In terms of whether or not it was right to "clarify" things to Steve that way,
I really did not provide enough context in the post to answer that question.
However, implicit in the communication was me prioritizing the employees of
the company over the managers and executives. Specifically, if you don't hold
managers strongly accountable for management, then the employees will suffer
which in my opinion is worse than executives getting their feelings hurt.

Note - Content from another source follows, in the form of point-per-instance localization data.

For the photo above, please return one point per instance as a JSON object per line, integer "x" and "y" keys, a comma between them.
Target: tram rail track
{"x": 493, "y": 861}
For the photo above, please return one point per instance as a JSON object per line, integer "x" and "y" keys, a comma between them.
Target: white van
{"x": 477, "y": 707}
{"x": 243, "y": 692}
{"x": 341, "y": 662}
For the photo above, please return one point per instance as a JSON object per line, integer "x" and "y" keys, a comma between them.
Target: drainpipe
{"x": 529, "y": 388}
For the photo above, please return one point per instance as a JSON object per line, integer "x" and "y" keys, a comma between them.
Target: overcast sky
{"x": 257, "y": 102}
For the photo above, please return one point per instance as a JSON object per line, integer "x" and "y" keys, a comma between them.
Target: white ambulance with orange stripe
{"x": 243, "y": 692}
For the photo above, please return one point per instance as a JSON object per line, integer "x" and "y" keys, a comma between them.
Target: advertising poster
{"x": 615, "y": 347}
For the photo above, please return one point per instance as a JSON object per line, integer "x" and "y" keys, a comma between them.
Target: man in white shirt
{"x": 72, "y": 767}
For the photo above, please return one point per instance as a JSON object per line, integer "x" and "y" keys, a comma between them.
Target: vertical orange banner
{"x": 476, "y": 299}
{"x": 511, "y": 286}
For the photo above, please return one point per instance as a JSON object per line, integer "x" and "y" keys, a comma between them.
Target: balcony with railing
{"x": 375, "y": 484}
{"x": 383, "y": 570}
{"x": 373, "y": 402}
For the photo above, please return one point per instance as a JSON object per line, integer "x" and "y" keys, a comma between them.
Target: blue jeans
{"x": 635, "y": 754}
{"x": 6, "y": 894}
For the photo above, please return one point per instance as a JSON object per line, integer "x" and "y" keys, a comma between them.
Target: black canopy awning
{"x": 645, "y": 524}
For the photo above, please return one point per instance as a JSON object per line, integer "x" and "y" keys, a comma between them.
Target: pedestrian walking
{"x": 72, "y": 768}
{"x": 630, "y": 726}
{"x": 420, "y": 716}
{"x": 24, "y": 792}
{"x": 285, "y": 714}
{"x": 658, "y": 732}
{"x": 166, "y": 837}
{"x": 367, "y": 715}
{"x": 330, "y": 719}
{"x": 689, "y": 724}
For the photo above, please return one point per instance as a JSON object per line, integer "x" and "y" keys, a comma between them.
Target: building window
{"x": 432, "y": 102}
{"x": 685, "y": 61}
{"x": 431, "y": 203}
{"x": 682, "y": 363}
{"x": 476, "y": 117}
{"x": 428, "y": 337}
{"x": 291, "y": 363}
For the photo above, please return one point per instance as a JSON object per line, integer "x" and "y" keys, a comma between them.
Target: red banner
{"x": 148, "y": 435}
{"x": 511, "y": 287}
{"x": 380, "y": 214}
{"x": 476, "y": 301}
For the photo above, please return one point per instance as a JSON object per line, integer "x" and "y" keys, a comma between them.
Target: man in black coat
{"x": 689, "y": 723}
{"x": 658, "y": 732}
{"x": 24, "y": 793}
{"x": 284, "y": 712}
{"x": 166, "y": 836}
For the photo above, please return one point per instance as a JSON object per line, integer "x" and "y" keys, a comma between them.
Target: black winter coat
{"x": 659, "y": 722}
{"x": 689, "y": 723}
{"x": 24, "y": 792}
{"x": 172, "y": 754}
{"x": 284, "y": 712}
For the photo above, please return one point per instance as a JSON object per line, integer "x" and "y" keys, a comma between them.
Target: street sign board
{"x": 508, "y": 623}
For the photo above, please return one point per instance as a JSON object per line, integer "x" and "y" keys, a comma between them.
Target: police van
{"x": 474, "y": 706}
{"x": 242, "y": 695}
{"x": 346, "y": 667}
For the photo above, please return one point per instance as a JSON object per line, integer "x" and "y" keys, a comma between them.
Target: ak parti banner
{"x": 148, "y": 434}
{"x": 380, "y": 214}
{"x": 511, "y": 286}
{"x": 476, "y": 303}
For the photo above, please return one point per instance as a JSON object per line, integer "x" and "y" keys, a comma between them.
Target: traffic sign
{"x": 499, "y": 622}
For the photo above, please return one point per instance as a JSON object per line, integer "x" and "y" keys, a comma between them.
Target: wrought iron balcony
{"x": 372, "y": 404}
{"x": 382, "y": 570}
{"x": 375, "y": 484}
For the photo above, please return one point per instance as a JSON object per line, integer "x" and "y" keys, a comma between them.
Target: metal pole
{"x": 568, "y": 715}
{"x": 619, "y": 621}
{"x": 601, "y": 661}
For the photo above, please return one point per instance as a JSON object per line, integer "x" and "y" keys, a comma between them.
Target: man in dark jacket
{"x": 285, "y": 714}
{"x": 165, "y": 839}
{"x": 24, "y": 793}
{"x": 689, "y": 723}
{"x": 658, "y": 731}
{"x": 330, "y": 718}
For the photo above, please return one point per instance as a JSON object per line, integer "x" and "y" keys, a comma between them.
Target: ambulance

For whatever it's worth, I never wrote and I never asked anybody to work 12 or
16 hours a day. I never asked anybody to work any specific number of hours.
However, many people did and it was important to me that we respect the
effort.

The firing line was intended to come across as the very last straw. After
training, after many conversations, after performance reviews, if I still
couldn't get them to take management seriously then this was to be the last
conversation before making a change. If I didn't hold managers accountable to
that, then I should be fired as well-- no question about that.

------
andyl
Firing as a motivational tool to foster open communication. That is priceless.
Key learning for me is to avoid working with people who think this is a good
idea.

------
goggles99
Hmm, I doubt you had to threaten to fire them... Asking would have probably
gotten the job done. If it kept happening, then I suppose you could promise
disciplinary action and firing as a last resort.

Now your managers are looking for another job (they will quit) because they
don't want a jerk for a boss (who wins here).

------
taskstrike
Another key is people should be held accountable. A lot of people structure
their teams with loose accountability, it becomes detrimental to everyone.